### Description
The call instruction stores the address of the next instruction, so execution can resume at that
point after executing a ret instruction. A call is assumed to be divergent unless the
.uni suffix is present. The .uni suffix indicates that the call is guaranteed to be
non-divergent, i.e. all active threads in a warp that are currently executing this instruction have
identical values for the guard predicate and call target.
For direct calls, the called location func must be a symbolic function name; for indirect calls,
the called location fptr must be an address of a function held in a register. Input arguments
and return values are optional. Arguments may be registers, immediate constants, or variables in
.param space. Arguments are pass-by-value.
Indirect calls require an additional operand, flist or fproto, to communicate the list of
potential call targets or the common function prototype of all call targets,
respectively. In the first case, flist gives a complete list of potential call targets and
the optimizing backend is free to optimize the calling convention. In the second case, where the
complete list of potential call targets may not be known, the common function prototype is given
and the call must obey the ABI’s calling convention.
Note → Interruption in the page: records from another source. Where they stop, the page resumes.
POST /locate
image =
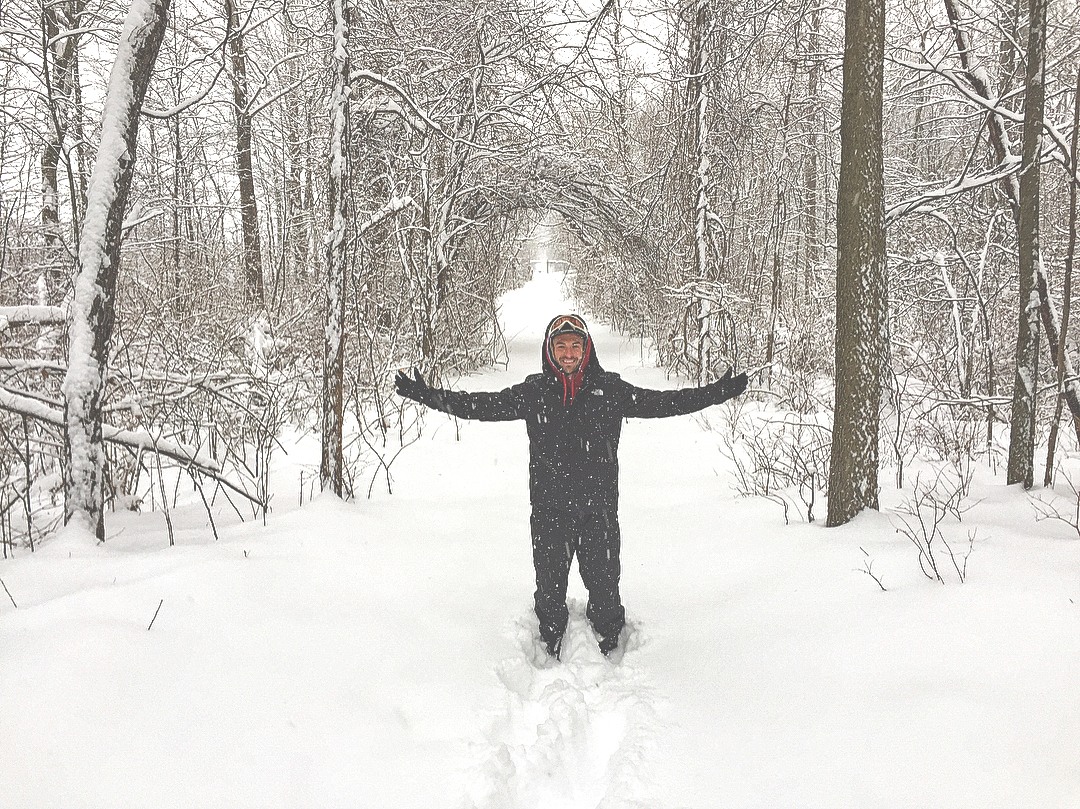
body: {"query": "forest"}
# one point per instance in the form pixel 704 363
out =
pixel 224 223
The flist operand is either the name of an array (call table) initialized to a list of function
names; or a label associated with a .calltargets directive, which declares a list of potential
call targets. In both cases the fptr register holds the address of a function listed in the call
table or .calltargets list, and the call operands are type-checked against the type
signature of the functions indicated by flist.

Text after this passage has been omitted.